Przyciąganie uwagi i zdobywanie klientów dla pomocą contentu jest już stosowane przez inne branże komercyjne. Placówki medyczne pomimo dużego potencjału związanego z tematyką zdrowotną nadal nie wykorzystuje tego w swoich działaniach. W Polsce nadal tylko niewielka część placówek medycznych kontaktuje się ze swoimi pacjentami za pomocą social mediów. Nie wystarczy samo posiadanie i prowadzenie konta na FB. Takie konto najczęściej jest tylko kolejnym kanałem promującym ofertę szpitala, a w takim przypadku ciągle będzie to przekaz jednostronny nie uwzględniający potrzeb klienta. Z drugiej strony to samo konto może być prawdziwym kanałem do kontaktu z klientami. Przez dostarczanie im treści, której szukają, pytania o ich potrzeby, uwagi odnośnie funkcjonowania placówki i jednoczesne przybliżanie im personelu, historii zadowolonych pacjentów, ciekawostek taki kanał może realnie wspomóc działalność marketingową placówki. W długiej perspektywie wymienione działania budują wśród odbiorców pozytywny wizerunek miejsca, zwiększając do niej zaufanie i ułatwiając dostępność. A to są jedne z najważniejszych czynników wpływających na podejmowanie decyzji o wyborze danej placówki jako miejsca leczenia.

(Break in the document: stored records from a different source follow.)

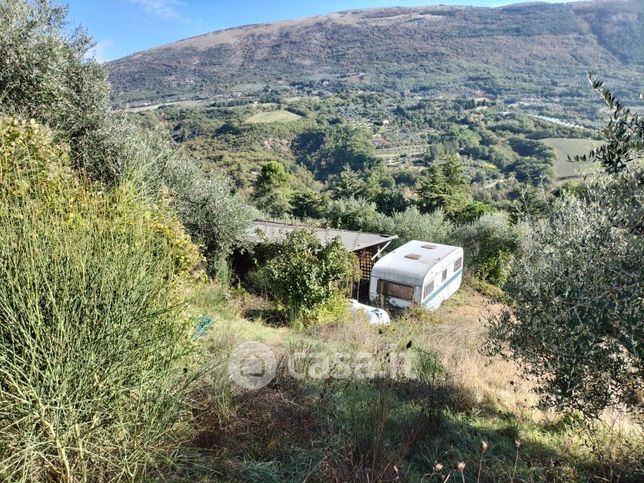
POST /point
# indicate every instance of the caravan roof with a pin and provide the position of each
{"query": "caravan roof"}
(411, 262)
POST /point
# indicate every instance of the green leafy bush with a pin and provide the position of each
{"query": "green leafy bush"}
(306, 277)
(92, 333)
(576, 323)
(489, 244)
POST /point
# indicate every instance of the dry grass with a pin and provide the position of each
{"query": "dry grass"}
(395, 430)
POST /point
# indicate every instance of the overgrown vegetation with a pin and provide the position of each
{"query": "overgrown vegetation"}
(576, 288)
(92, 337)
(308, 278)
(114, 240)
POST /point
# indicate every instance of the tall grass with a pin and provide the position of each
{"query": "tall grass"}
(91, 335)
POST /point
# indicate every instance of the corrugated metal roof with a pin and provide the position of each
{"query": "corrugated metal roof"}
(270, 231)
(398, 266)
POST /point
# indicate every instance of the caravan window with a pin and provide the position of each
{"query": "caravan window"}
(397, 290)
(429, 288)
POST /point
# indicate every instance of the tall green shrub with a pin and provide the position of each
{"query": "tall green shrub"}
(45, 76)
(92, 337)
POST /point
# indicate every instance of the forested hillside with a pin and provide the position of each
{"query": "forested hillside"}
(525, 50)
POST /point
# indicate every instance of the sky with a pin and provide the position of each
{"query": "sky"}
(122, 27)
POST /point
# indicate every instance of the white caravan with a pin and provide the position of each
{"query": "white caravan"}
(417, 273)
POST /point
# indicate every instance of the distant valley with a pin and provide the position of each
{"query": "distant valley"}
(521, 51)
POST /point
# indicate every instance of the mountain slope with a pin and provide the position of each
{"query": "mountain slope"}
(530, 49)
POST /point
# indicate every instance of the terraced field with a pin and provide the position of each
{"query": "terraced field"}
(272, 116)
(564, 147)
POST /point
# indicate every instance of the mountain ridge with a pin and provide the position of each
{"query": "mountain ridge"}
(436, 46)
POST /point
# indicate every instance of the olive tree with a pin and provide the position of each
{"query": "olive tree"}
(45, 75)
(575, 321)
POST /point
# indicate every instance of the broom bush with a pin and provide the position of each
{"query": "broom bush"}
(93, 344)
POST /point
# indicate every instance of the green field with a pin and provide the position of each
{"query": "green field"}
(564, 147)
(272, 116)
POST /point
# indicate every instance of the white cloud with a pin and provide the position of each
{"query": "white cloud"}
(161, 8)
(100, 51)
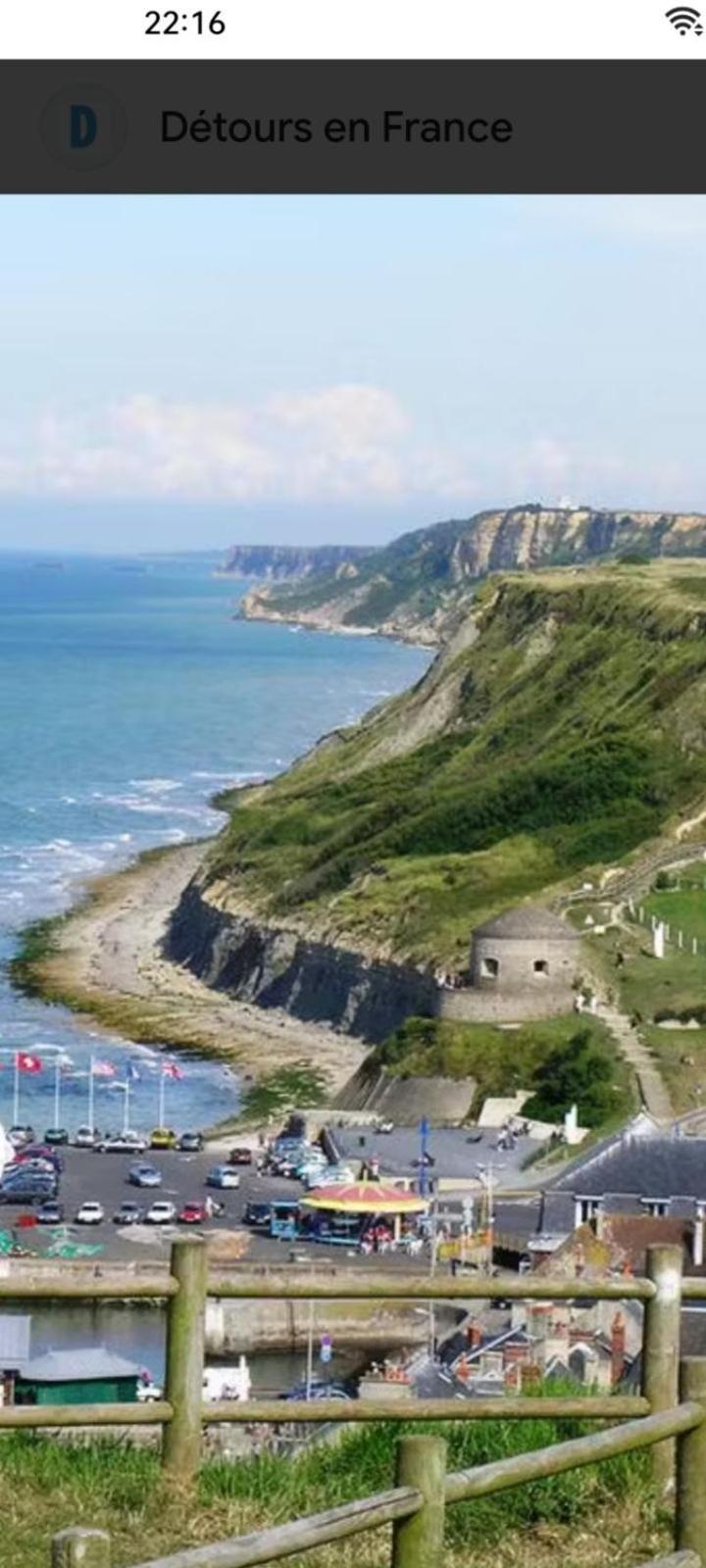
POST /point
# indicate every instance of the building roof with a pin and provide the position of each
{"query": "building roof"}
(15, 1340)
(655, 1167)
(528, 924)
(80, 1364)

W badaniach przeprowadzony przez Google (str 15 prezentacji) wyszło, że 94% klientów swoją decyzję o wyborze placówki medycznej podjęło na podstawie jej reputacji. Kolejne badania zrobione przez National Re pokazały, że 96% z 23 tys ankietowanych korzystało z FB w celu uzyskania informacji o zdrowiu, 28% z kanału na YouTubie, a 22% używając do tego Twittera. Dane te świadczą o tym jak różnorodne platformy są wykorzystywane przez internautów do szukania informacji. Są one darmowe, dlatego odpowiednie ich wykorzystywanie daje olbrzymie możliwości zarówno tym, którzy dostarczają treści jak i tym, którzy ich szukają.

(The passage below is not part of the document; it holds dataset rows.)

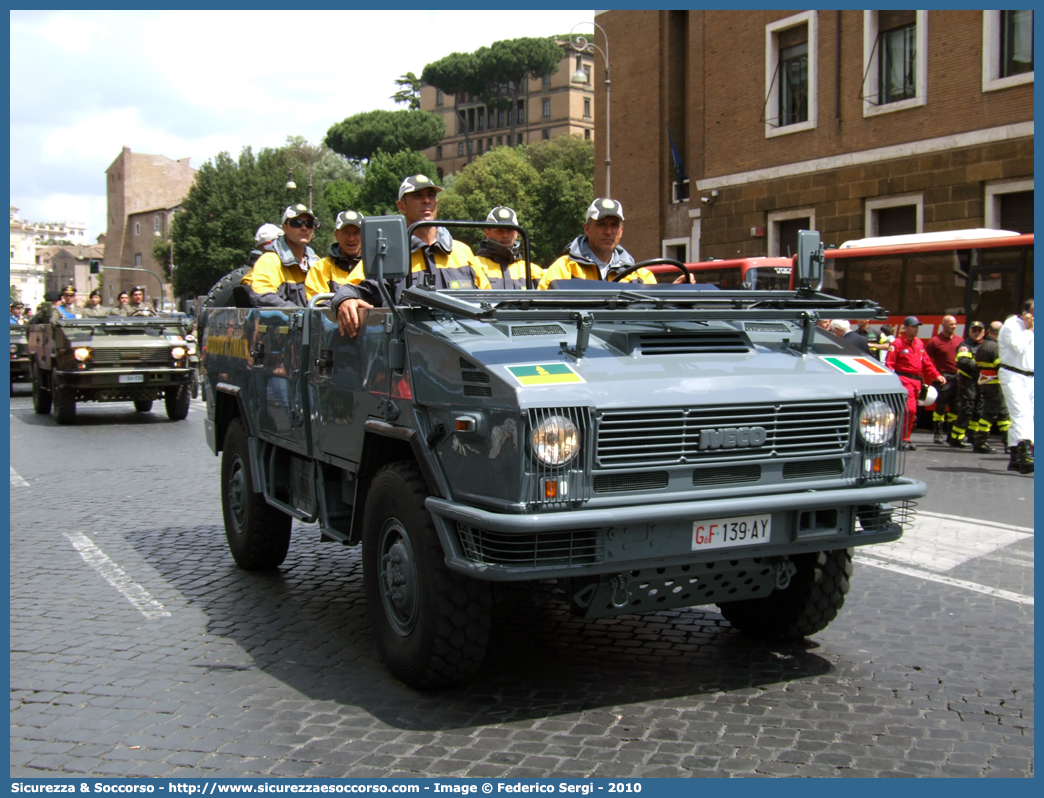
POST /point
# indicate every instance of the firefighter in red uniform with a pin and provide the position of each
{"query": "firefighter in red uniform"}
(907, 358)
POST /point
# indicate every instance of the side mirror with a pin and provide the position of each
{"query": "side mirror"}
(384, 243)
(810, 260)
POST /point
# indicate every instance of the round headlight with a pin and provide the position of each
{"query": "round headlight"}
(877, 422)
(555, 441)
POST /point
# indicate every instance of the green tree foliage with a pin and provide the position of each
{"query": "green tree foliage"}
(549, 185)
(230, 200)
(384, 174)
(359, 137)
(409, 91)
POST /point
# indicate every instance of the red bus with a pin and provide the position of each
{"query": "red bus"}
(974, 275)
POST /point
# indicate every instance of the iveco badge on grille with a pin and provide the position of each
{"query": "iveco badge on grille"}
(733, 438)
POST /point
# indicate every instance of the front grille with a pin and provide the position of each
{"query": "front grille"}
(672, 436)
(718, 342)
(580, 547)
(809, 469)
(538, 329)
(726, 475)
(646, 480)
(150, 356)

Jak konsumenci reaguję na informacje zdobywane przez social media?
Według badań przeprowadzonych przez PwC 45% ankietowanych powiedziało, że po znalezieniu odpowiedzi w social mediach znalezienie drugiej podobnej opinii pomagało im podjąć wybór. Ponad 40% przyznało, że informacje jakie znaleźli w internecie wpłynęła na zmianę ich stylu życia w zakresie diety oraz ćwiczeń.

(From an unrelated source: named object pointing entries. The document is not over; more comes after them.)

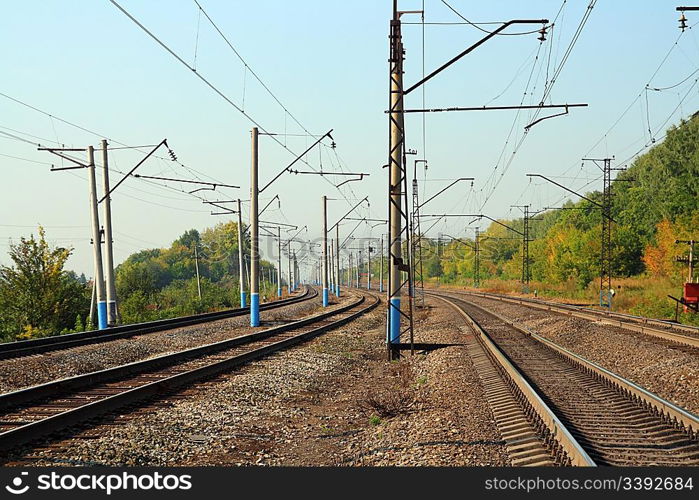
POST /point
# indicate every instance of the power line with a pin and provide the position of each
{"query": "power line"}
(212, 86)
(476, 25)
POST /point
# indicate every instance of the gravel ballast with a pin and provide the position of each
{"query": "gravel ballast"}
(17, 373)
(671, 373)
(316, 404)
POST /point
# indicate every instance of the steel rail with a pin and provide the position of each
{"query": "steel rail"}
(669, 411)
(556, 429)
(60, 389)
(604, 318)
(57, 342)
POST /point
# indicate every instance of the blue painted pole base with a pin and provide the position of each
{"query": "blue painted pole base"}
(254, 309)
(394, 330)
(102, 315)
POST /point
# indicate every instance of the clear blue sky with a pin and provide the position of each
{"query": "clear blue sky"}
(326, 61)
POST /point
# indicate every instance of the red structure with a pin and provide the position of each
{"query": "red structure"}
(691, 295)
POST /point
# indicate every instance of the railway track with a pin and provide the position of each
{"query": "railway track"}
(578, 408)
(42, 410)
(674, 333)
(59, 342)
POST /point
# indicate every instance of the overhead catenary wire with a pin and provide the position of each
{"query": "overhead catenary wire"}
(212, 86)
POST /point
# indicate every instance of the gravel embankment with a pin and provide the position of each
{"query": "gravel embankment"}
(312, 405)
(16, 373)
(668, 372)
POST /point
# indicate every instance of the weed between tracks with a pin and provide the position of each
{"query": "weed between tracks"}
(395, 397)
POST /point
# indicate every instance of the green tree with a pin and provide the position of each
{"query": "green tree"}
(37, 296)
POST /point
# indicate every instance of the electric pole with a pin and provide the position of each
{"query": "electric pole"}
(337, 252)
(396, 174)
(196, 267)
(381, 268)
(112, 312)
(241, 258)
(325, 251)
(96, 242)
(279, 262)
(254, 235)
(477, 263)
(368, 273)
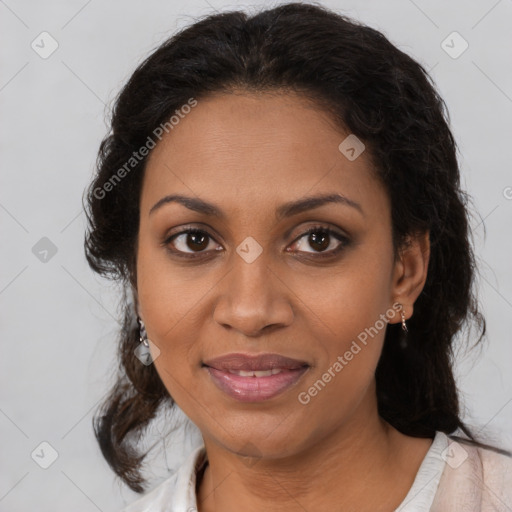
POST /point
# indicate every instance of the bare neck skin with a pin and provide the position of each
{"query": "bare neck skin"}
(366, 465)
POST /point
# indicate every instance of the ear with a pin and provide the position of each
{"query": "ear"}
(410, 272)
(136, 304)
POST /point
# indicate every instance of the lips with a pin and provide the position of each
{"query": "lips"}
(235, 363)
(255, 378)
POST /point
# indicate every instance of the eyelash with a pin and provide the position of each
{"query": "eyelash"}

Przytoczone przeze mnie badania dotyczą rynku w USA, gdyż głównie tam były one przeprowadzone i są powszechnie dostępne. To, że niektóre dane są z sprzed 2-3 lat nie obniża ich wiarygodności. Polska nadal w wielu sferach społecznych oraz biznesowych ciągle dogania zachodnie rynki. Dopiero od niedawna w związku z komercjalizacją publicznych placówek medycznych otworzył się szeroki rynek na świadczenie usług komercyjnych przez wszystkie podmioty na rynku medycznym w Polsce. Nie mając jeszcze wystarczających doświadczeń w docieraniu do klienta oraz odpowiednich narzędzi warto śledzić rozwiązania wprowadzona w krajach, które latami wypracowywały metody pozyskiwania klientów dla swoich usług medycznych.
Zagadnienie opisane powyżej należą do tematyki marketingu medycznego, który także jest ważnym elementem w zakresie działań związanych z pozyskiwaniem klientów zagranicznych, czyli turystyki medycznej. Stosując narzędzie marketingu medycznego należy pamiętać, że każda narodowość ma własny odrębny kod kulturowy i ten same treści nie mogą być skutecznie powielane do każdej z nich.